In connection with my employment at Charlotte Community Health Clinic, I hereby authorize the Clinic and all of its agents to request and receive any information and records concerning me, including, but not limited to, criminal history, driving, employment, military, civil and educational data and reports from any individuals, corporations, partnerships, associations, institutions, schools, governmental agencies and departments, courts, law enforcement and licensing agencies and other entities, including my present and previous employers. This authorization shall remain on file for the duration of my employment and will serve as ongoing authorization to procure information at any time.
Prior to making any adverse decision with regard to employment based on information from the report, the Clinic will provide me with a copy of such report and a description in writing of any legal rights I may have (if any) in connection with such report and decision.
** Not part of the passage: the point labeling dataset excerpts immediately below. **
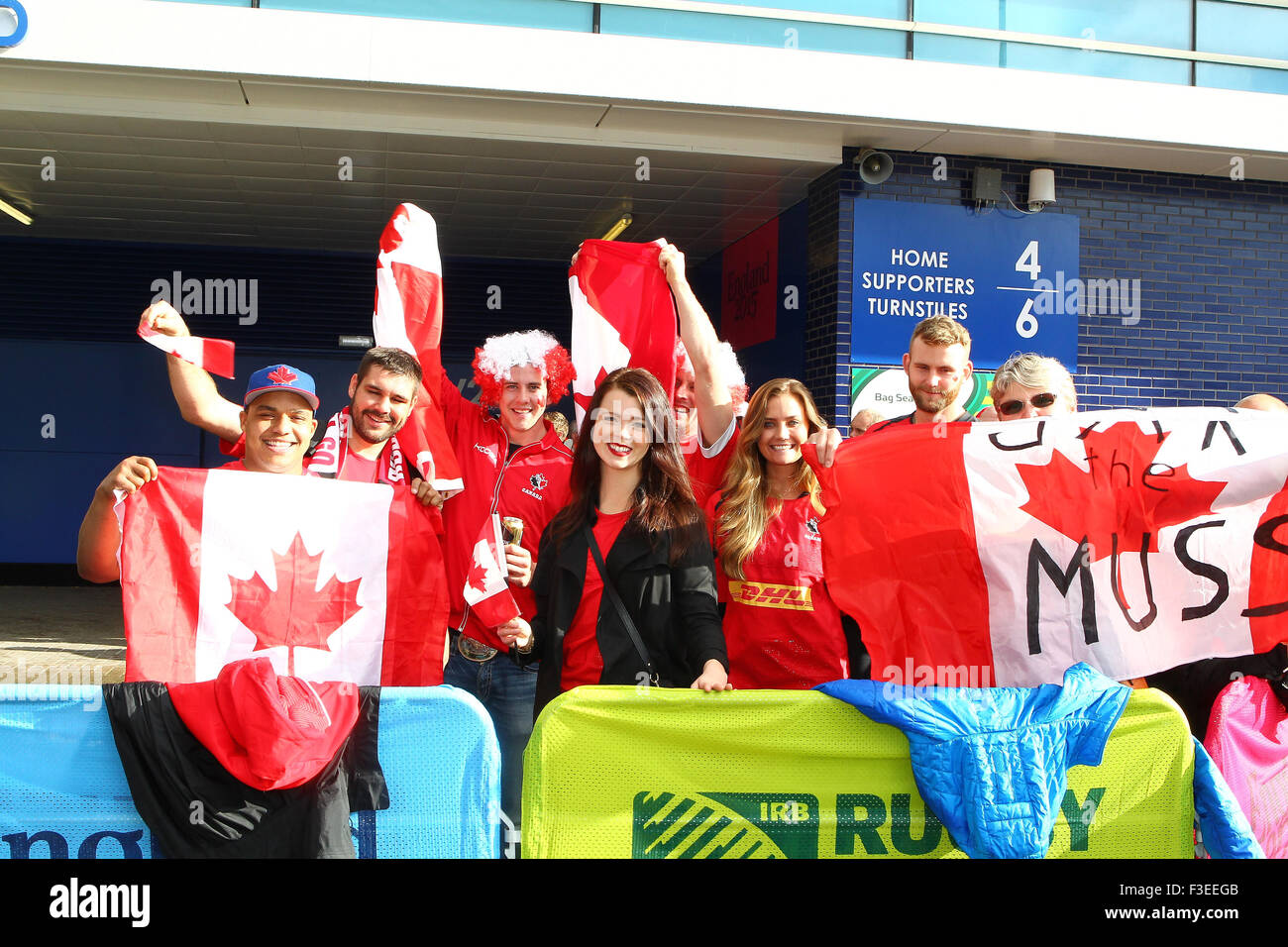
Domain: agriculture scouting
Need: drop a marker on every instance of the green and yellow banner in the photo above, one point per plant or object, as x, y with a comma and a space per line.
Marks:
619, 772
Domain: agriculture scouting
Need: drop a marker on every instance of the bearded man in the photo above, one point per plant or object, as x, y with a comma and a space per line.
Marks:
938, 368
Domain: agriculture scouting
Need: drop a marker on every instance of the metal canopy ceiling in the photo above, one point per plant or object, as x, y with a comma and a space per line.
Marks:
120, 172
165, 157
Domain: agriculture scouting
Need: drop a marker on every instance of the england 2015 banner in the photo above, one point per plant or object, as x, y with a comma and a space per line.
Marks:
1000, 554
1013, 282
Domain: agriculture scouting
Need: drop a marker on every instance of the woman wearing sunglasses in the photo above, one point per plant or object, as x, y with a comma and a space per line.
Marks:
1031, 385
782, 628
625, 579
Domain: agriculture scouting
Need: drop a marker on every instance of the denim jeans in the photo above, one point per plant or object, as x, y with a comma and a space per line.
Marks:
507, 692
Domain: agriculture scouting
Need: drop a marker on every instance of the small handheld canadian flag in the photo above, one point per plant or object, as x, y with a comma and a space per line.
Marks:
213, 355
485, 590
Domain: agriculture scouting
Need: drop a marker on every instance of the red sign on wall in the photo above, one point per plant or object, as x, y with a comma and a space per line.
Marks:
748, 290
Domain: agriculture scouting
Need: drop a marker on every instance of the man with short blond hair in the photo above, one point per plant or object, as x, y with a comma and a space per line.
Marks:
938, 367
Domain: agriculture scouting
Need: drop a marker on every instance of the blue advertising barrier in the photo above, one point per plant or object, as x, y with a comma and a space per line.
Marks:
63, 792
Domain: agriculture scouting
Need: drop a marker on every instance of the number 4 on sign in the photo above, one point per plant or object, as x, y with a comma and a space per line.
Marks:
1028, 262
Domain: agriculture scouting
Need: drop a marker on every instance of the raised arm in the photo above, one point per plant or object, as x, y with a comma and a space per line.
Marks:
101, 535
200, 402
711, 389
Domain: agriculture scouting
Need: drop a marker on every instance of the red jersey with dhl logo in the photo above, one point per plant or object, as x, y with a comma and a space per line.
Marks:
781, 625
529, 482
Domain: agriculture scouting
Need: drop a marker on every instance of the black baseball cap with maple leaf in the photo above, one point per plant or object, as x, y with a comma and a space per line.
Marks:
281, 377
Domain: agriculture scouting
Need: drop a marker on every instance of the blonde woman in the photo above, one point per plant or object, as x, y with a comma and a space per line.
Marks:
781, 625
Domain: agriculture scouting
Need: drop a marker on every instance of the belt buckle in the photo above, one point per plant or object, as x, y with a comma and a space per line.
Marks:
475, 651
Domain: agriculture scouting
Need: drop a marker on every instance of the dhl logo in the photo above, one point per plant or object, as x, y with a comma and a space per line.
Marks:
768, 595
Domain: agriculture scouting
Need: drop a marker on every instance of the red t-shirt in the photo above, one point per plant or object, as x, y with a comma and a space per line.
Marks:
583, 664
781, 625
360, 470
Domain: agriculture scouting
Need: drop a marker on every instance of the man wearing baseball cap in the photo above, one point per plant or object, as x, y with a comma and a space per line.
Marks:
275, 420
359, 442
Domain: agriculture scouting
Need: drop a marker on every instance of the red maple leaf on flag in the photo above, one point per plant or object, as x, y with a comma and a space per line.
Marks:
1125, 493
477, 579
297, 615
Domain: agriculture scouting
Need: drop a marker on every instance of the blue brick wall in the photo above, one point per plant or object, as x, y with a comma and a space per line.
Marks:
1210, 253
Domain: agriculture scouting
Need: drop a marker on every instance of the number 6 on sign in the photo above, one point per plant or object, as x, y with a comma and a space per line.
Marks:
1026, 324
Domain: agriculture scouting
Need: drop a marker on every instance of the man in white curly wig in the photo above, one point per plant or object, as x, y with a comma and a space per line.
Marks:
513, 463
709, 389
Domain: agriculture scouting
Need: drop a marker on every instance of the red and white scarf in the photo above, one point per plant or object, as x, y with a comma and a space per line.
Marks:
327, 458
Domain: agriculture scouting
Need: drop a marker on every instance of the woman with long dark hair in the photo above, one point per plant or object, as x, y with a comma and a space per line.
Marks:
625, 579
781, 625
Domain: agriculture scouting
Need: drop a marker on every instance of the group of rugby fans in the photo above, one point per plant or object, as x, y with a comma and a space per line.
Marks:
671, 545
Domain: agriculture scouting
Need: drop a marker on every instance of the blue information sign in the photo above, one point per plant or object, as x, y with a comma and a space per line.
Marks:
1003, 277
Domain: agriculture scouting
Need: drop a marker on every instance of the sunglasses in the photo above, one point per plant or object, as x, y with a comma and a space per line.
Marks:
1013, 407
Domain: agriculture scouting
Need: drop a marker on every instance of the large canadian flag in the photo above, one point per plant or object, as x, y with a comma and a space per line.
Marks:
410, 316
622, 315
1000, 554
331, 579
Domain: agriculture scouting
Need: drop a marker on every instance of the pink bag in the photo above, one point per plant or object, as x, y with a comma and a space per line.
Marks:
1247, 737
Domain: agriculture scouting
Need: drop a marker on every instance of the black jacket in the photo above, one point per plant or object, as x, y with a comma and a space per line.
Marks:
674, 608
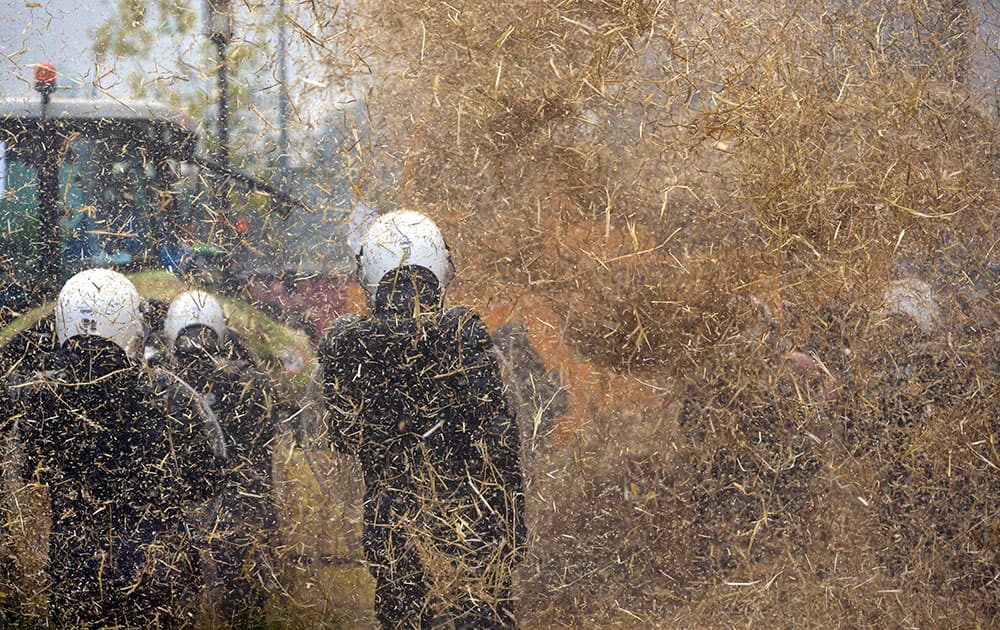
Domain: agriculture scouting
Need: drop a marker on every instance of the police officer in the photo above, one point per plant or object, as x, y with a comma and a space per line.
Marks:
238, 522
121, 450
414, 391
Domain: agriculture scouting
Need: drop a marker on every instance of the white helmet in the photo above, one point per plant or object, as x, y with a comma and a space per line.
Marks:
191, 308
102, 303
403, 238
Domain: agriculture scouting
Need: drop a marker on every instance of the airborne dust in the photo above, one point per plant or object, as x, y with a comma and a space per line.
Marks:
743, 262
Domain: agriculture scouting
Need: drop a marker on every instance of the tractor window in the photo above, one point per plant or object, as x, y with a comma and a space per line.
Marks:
106, 189
18, 214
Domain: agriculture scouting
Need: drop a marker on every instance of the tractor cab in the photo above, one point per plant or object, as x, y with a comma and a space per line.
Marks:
86, 183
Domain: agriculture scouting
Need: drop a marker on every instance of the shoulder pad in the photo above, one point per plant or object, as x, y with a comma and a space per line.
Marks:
179, 397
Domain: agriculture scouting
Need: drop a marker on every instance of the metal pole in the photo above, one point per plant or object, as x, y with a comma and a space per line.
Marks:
223, 131
282, 97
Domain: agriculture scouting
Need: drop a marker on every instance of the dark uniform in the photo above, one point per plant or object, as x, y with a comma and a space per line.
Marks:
419, 400
121, 449
239, 521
By signing below, I further release and discharge Charlotte Community Health Clinic, all of its agents and every employee or agent of any of the foregoing, and all individuals and personnel, businesses, private or public entities of any kind, from any and all claims and liabilities arising out of any request(s) for or receipt of information or records pursuant to this authorization or arising out of any compliance or attempt of compliance with such request(s I also authorize the procurement of an investigative consumer report and understand that it may contain information about my character, general reputation, personal characteristics, and mode of living, whichever are applicable. I acknowledge that I have voluntarily provided the information below and elsewhere in this application and I have completely read, and understand, this authorization. The name listed at the top of this application is my true and complete legal name, and all information is true and correct to the best of my knowledge.